# Assignment 1 - Linear Regression - Task 2 SciKit Implementation

Class: COMP 5630 - Machine Learning

Author: Chris Hinkson

Email: cmh0201@auburn.edu

This notebook will provide a quick implementation of scikit-learn's linear regression model on the data provided for task 2 to confirm my model's findings.

In [5]:
# System
import os

# Data
import numpy as np
import pandas as pd
import matplotlib.pyplot as plt

# Scikit
from sklearn.linear_model import LinearRegression
from sklearn.metrics import mean_squared_error, mean_absolute_error, r2_score

### DataLoader2 Class

This code cell will provide a DataLoader(2) class to load the provided xlsx data into a pandas dataframe, seperate features from target, and provide various utilities for getting subsets of data.

In [6]:
class DataLoader2:

	# Class Constructor
	def __init__(self, dataDirectoryPath: str="../data/") -> None:

		# Save directory path
		self.dataDirectoryPath = dataDirectoryPath

		# Announce data load
		print(f"Attempting to load training and testing data from directory `{self.dataDirectoryPath}`!")

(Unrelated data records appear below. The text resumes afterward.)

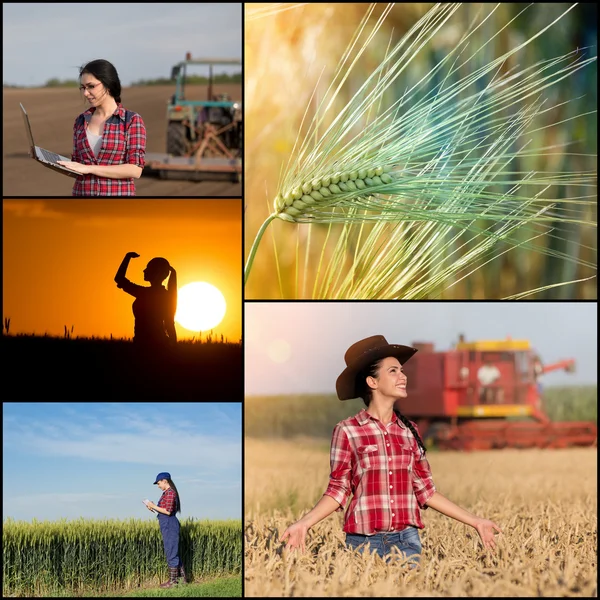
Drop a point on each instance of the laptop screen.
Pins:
(27, 125)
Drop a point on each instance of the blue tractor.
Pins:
(203, 136)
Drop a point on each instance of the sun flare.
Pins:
(200, 306)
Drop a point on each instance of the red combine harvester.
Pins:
(461, 399)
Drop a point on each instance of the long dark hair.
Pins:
(170, 482)
(106, 74)
(366, 393)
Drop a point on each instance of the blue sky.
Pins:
(46, 40)
(100, 460)
(298, 347)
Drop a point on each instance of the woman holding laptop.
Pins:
(168, 505)
(109, 142)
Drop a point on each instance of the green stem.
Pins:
(255, 244)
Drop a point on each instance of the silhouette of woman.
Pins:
(154, 307)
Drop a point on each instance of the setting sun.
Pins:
(200, 306)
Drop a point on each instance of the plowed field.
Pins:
(52, 112)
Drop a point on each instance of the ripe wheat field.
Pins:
(545, 501)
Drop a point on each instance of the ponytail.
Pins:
(414, 431)
(364, 391)
(170, 481)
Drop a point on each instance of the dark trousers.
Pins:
(169, 527)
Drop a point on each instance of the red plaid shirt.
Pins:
(121, 144)
(382, 466)
(168, 501)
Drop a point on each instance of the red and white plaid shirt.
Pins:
(122, 143)
(382, 466)
(168, 501)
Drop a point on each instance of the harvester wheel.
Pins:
(176, 139)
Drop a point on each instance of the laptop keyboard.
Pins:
(50, 156)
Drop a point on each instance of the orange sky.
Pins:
(60, 258)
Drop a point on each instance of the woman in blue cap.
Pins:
(167, 506)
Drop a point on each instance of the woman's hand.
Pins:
(77, 167)
(296, 534)
(485, 528)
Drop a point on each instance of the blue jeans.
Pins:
(169, 527)
(407, 541)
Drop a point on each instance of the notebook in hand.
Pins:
(47, 158)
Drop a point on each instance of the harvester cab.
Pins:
(465, 398)
(204, 137)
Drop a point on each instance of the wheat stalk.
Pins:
(441, 162)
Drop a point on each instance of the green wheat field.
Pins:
(94, 557)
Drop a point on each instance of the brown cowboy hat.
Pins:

		# Define path for excel file
		excelFilePath = os.path.join(self.dataDirectoryPath, "Housing_data_regression.xlsx")

		# Check if excel file exists
		if not os.path.exists(excelFilePath):
			raise FileNotFoundError(f"Attempted to load excel data but could not find file `{excelFilePath}`!")

		# Load training data from excel sheet
		self.trainDf = pd.read_excel(excelFilePath, sheet_name="Train")
		self.testDf = pd.read_excel(excelFilePath, sheet_name="Test")

		# Split into features and target
		self.trainFeatures = self.trainDf.drop(columns=["Price"])
		self.trainTarget = self.trainDf["Price"]
		self.testFeatures = self.testDf.drop(columns=["Local Price"])
		self.testTarget = self.testDf["Local Price"]

		# Print data load information
		print(f"Successfully loaded data from excel file `{excelFilePath}`!")
		print(f"-> Train Features Shape: {self.trainFeatures.shape}")
		print(f"-> Train Target Shape: {self.trainTarget.shape}")
		print(f"-> Test Features Shape: {self.testFeatures.shape}")
		print(f"-> Test Target Shape: {self.testTarget.shape}")

# Load data from the data directory
Task2DataLoader = DataLoader2(dataDirectoryPath="../data/")

Attempting to load training and testing data from directory `../data/`!
Successfully loaded data from excel file `../data/Housing_data_regression.xlsx`!
-> Train Features Shape: (20, 8)
-> Train Target Shape: (20,)
-> Test Features Shape: (5, 8)
-> Test Target Shape: (5,)


### Model Evaluation

This code cell will create a linear regression model using scikit-learn and test it using the provided data.

In [7]:
# Create model
Task2Model = LinearRegression()

# Train model
Task2Model.fit(Task2DataLoader.trainFeatures, Task2DataLoader.trainTarget)

# Test model
Task2Predictions = Task2Model.predict(Task2DataLoader.testFeatures)

# Evaluate model
Task2MSE = mean_squared_error(Task2DataLoader.testTarget, Task2Predictions)
Task2MAE = mean_absolute_error(Task2DataLoader.testTarget, Task2Predictions)
Task2R2 = r2_score(Task2DataLoader.testTarget, Task2Predictions)

# Print results
print(f"Task 2 SciKit Linear Regression Model Results:")
print(f"-> Mean Squared Error (MSE): {Task2MSE}")
print(f"-> Mean Absolute Error (MAE): {Task2MAE}")
print(f"-> R^2 Score: {Task2R2}")

Task 2 SciKit Linear Regression Model Results:
-> Mean Squared Error (MSE): 55438202899.023254
-> Mean Absolute Error (MAE): 149246.7174611826
-> R^2 Score: -0.5148225385301262